As Vice Chair of the State and Foreign Operations Committee, Meng and her colleagues are responsible for funding all the activities of the State Department, “I helped secure the 3.3 billion in security assistance for Israel without conditions. We have continued to lead the effort to secure the annual $500 million in missile defense fund spending that the US provides to Israel from security priorities to our civil society. I will continue to champion bipartisan legislation that enhances cooperation between the US and Israel, and I look forward to continuing our partnership together.” Rabbi Daniel Pollack, a Special Liaison to Meng, was present for the program.
JCRC-NY Partnership Is Vital
Golomb, President of JCRC-NY, who attended alongside his Director of Community Affairs Howard Pollack, related, “We all had to live through the COVID experience, and we all can remember the excitement as we were able to begin to return to face to face meetings. I was talking to one of these engineers, and I said, ‘How does it feel now that you can actually leave your apartment in Queens and begin to go back to work?’ and he said, ‘Well, we’re not afraid of COVID, but my wife’s afraid to take the subway to the city because she’s an Asian American.’ Think about how sad that is at some deep level that we emerge from this horrible pandemic that kills hundreds of thousands of people, yet the fear was not the virus, it was the hatred of Asian Americans.” On the JCRC’s Community Security Initiative, Golomb spoke of how it saved lives. “The initiative was able to identify someone filled with hate who had weapons and was seeking to actually murder people.” On the importance of Israel, “It goes beyond the intellectual, it’s emotional, it’s deep. My father, a Holocaust survivor, was rescued and brought to Israel as a tremendously crippled orphan.”

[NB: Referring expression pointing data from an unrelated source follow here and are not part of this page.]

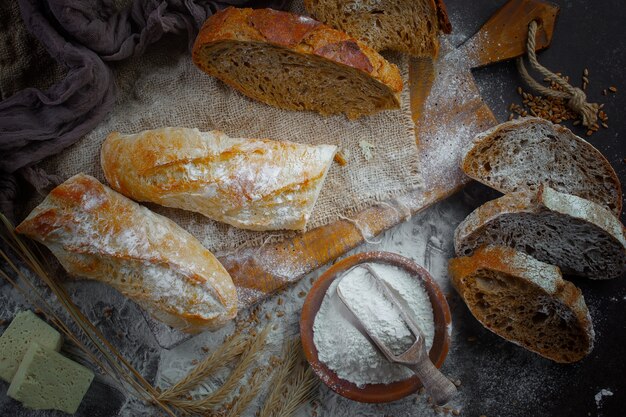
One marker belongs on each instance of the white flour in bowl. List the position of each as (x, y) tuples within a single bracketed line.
[(345, 350)]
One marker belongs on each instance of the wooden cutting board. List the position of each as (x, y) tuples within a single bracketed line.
[(448, 111)]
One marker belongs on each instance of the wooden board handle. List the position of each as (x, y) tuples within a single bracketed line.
[(504, 35)]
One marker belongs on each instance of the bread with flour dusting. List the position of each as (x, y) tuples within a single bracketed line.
[(99, 234), (525, 301), (256, 184), (527, 152), (296, 63), (578, 235)]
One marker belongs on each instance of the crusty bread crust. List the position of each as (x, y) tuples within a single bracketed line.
[(255, 184), (306, 38), (407, 26), (525, 301), (527, 152), (99, 234), (578, 235)]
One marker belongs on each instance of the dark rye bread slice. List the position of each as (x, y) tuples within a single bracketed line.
[(525, 153), (525, 301), (296, 63), (578, 235), (410, 26)]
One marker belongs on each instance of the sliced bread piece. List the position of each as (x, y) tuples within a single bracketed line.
[(525, 301), (525, 153), (296, 63), (578, 235), (410, 26)]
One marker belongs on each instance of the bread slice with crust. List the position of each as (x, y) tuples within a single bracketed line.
[(578, 235), (525, 301), (410, 26), (525, 153), (296, 63)]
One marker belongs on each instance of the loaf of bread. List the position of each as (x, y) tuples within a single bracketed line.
[(578, 235), (525, 301), (256, 184), (525, 153), (99, 234), (410, 26), (296, 63)]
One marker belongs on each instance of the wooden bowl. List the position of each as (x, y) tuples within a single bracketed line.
[(374, 393)]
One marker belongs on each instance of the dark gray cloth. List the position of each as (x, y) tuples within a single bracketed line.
[(82, 36)]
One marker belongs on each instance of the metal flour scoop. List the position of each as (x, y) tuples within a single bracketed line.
[(415, 357)]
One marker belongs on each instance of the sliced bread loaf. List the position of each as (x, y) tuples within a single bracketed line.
[(525, 301), (410, 26), (578, 235), (527, 152), (296, 63)]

Also present were State Senators John Liu, Toby Stavisky, and Joe Addabbo; Assembly Members Speaker Pro Tempore Jeffrion L. Aubry, Ed Braunstein, Catalina Cruz, Andrew Hevesi, Ron Kim, Stacey Pheffer Amato, Jennifer, Jenifer Rajkumar, Daniel Rosenthal, Nily Rozic, David Weprin, Alicia Hyndman; New York City Council Members Joann Ariola, Tiffany Cabán, Jim Gennaro, Linda Lee, Vickie Paladino, Lynn Schulman, and Sandra Ung; Judges Sid Krauss, former Supreme Court Judge George Grasso, and Criminal Division and Housing Court Judge George Payne were also present.

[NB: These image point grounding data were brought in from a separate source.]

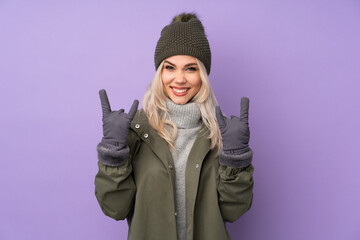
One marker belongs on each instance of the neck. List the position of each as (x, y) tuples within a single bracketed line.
[(184, 115)]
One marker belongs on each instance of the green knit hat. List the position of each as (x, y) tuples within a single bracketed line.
[(185, 35)]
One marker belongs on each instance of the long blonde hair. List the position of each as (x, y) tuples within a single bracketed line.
[(154, 105)]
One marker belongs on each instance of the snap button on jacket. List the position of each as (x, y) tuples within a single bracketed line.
[(142, 190)]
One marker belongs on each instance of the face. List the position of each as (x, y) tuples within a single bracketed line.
[(181, 78)]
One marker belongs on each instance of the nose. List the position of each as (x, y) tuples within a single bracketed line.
[(180, 78)]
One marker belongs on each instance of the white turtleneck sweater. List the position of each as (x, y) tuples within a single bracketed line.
[(187, 118)]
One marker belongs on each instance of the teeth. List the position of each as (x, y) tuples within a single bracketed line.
[(180, 90)]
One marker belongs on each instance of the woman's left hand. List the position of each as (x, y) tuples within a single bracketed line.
[(235, 131)]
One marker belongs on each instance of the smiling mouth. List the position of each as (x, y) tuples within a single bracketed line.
[(180, 91)]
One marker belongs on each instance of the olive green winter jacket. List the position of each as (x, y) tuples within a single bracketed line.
[(142, 189)]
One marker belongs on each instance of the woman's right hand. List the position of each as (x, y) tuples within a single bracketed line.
[(116, 124)]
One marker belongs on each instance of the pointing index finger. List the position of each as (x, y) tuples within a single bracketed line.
[(105, 104), (244, 109), (220, 117), (133, 109)]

Also, Eva Wyner, Deputy Director of Jewish Affairs for the New York State Executive Chamber; Pinny Hikind, Special Liaison to NYC Comptroller Brad Lander; Pesach Osina, Special Liaison to NYC Council Speaker Adrienne Adams; Menashe Shapiro, Deputy Chief of Staff to Mayor Eric Adams; Shraga Teichman, co-founder of the 7,000+ strong KGH Facebook group; Robert Zimmerman, who ran against Rep. George Santos in the Queens/Great Neck seat, topped off the list. Met Council helps the QJCC on their mission of needing the poor; CEO David Greenfield and managing Director for Legal and External Affairs Aaron Cyperstein were on hand.